Given its 90 per cent confidence interval on its forecast for real GDP next year is between 1 per cent and 4.75 per cent (ie, it has no clue), the RBA should heed its own assessments about its inability to divine the future and exercise more care when slugging savers with zero per cent real (after inflation) cash rates while economic growth is running above trend.
Which brings me to a presentation I gave during the week at the Portfolio Construction Forum. My case was that it’s possible to deliver relatively high returns of say 3-4 per cent above inflation with low risk in liquid assets that carry intrinsically modest yields.
If you bought a senior-ranking bond issued by CBA in the middle of the February bank credit conflagration and held it through to today, you would have earned raw capital gains of 1.4 per cent plus the roughly 2.75 per cent annualised interest rate the bond pays. You can’t compare the interest with the capital gain unless you do so on a like-for-like basis by calculating the trade’s “internal rate of return” (IRR), which is just an annualised return.
This investment realised a 5.5 per cent IRR over the 6.5-month holding period from an incredibly safe asset that can be sold to the RBA in an emergency via its liquidity facilities. Clearly you need to be able to repeat the pattern – identify cheap assets and sell them at higher prices – to maintain this performance.
Time value of money
Another example was buying CBA’s subordinated bonds in the days following Brexit in June, which if held through to today would have furnished 2 per cent capital gains on top of the 4.1 per cent annual interest the bonds pay. This translates into an unusually high 18 per cent IRR over the short two-month holding period on an asset that’s safer than hybrids or equities.

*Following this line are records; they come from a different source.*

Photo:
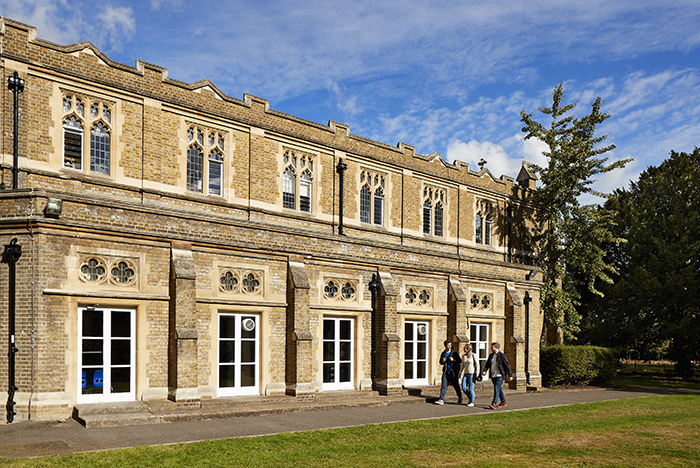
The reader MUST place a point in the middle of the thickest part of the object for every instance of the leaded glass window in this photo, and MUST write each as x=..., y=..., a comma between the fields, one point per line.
x=438, y=219
x=215, y=171
x=305, y=192
x=288, y=188
x=427, y=215
x=378, y=206
x=195, y=161
x=99, y=149
x=364, y=204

Why annualise trade returns a thoughtful adviser asked? Well, unless you account for the time value of money, you cannot objectively compare a 4 per cent return captured over three months with 4 per cent delivered over 12 months. One requires IRRs to assess trading strategies over different horizons.
Another queried why I was a zealous hybrid hater: I have been critical of these investments for their extreme complexity and for as long as they remained expensive. Yet as I previously explained in this column, a striking improvement in spreads coupled with a fundamental change in the supply outlook in June made hybrids compelling. I allocated to them in my own portfolio (following which spreads compressed 80 basis points), and more recently subscribed to the latest ANZ deal.
On the subject of cheap bonds, I like five-year senior-ranking major bank floaters right now as a near-cash substitute. Pre-GFC these incredibly liquid bonds were trading around 20 basis points over the three-month bank bill swap rate (paying 1.95 per cent interest in current terms). During 2008 they blew out to more than 150 basis points over, while the post-GFC “tights” were around 60 basis points in mid-2014 (or 2.35 per cent annual interest today).
Whereas the major banks’ subordinated bonds that I’ve highlighted before have rallied from 300 basis points over in February to around 180 basis points over today, the higher-ranking (or safer) senior floaters have noticeably lagged. At 100 basis points over, which translates to a 2.75 per cent annual interest rate with strong daily liquidity, they are still a chunky 40 basis points wide of their 2014 tights and much better than most at-call deposit rates.